Aurore sigue a mi vera en el taburete. Tapado por la sábana hasta el cuello, y tan quieto, debo de parecer un cadáver en una morgue. Pero su expresión es apacible. La misma que tendría si ambos estuviéramos viendo la televisión un domingo por la noche, recostados en el sofá entre suplementos de periódicos.

El médico se ha sentado sobre la mesa. Muestra un aspecto divertido. A la bata y el turbante se unen los pies colgando.

—Tiene usted fuerza —me dice.

—No sé si tengo tanta, al menos a este lado de la línea.

—¿La línea de control?

—La línea de la vida. Cuando la cruzas, la cosa cambia.

—He estado oyendo lo que decían antes. ¿Era una forma de hablar o puede afirmar que ha experimentado algo? Me refiero… científicamente.

¡Cómo son estos médicos!

—Desde luego que puedo afirmarlo, y no soy el único. Cuando mi hija murió, compré todo tipo de libros sobre la vida después de la muerte, aunque entonces no di ningún crédito a aquellos testimonios.

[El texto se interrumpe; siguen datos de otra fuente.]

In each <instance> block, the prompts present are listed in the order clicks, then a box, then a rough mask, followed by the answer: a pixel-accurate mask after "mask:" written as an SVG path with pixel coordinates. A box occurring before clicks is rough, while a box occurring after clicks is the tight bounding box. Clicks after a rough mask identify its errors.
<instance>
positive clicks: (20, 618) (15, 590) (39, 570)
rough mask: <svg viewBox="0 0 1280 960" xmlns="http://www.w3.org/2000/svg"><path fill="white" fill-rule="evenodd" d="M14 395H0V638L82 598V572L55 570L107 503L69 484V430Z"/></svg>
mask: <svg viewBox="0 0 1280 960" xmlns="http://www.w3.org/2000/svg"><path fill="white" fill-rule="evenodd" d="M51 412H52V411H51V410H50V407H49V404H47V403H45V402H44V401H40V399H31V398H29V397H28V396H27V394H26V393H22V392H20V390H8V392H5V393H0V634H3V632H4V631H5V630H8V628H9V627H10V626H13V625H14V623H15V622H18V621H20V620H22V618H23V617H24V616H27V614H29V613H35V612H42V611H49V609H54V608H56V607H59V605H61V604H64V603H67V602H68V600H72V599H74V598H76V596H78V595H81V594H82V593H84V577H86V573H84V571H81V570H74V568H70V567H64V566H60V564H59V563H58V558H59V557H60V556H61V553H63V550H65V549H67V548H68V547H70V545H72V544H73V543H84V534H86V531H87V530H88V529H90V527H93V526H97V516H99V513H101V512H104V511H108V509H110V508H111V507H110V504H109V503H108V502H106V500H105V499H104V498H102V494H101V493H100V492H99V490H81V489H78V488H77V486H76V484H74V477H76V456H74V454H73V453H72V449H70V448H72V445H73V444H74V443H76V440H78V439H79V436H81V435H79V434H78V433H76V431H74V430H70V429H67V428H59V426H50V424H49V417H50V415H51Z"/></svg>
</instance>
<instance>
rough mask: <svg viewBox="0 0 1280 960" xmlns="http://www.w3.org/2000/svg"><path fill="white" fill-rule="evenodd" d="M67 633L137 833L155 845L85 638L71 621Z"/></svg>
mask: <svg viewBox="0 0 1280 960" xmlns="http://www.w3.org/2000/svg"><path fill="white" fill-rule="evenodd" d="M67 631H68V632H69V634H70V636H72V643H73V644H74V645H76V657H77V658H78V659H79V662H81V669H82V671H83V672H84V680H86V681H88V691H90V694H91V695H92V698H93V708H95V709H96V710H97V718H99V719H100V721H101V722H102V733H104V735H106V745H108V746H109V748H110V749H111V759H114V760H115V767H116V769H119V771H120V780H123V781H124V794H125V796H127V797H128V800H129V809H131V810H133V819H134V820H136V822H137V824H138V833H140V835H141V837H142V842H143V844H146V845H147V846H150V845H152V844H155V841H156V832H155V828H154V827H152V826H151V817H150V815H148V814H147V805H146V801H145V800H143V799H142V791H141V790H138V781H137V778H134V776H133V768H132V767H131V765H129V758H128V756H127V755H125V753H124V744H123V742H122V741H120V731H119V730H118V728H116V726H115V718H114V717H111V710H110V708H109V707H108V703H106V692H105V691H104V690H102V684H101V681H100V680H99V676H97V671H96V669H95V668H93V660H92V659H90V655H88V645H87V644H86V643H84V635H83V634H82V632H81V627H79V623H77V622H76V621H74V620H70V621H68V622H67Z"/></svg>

Otro disparo cercano. Los tres damos un respingo. Parece que los atacantes esperan que olvidemos que nos encontramos en este hervidero para introducir un nuevo cartucho. El gatillo es el minutero de un reloj que sólo marca horas fatídicas; los casquillos que golpean contra el suelo son el cucú.

—Al morir viajamos a un lugar mejor, de eso no hay duda —opina el sij—. Éste planeta es el manicomio del universo.

—Yo necesitaba saber que Claudia no había desaparecido. Saberlo científicamente, como usted dice. Ése fue mi error.

—¿Por qué ahora lo considera un error?

—Porque no estamos preparados para saber ciertas cosas.

—No estoy de acuerdo —interviene Aurore—. Hemos conseguido desentrañar misterios con los que durante siglos soñaron astrónomos y poetas.

—Dime uno.

—Sabemos que algunos rayos gamma surgen del estallido de una estrella y viajan millones de años luz antes de cruzarse con nosotros.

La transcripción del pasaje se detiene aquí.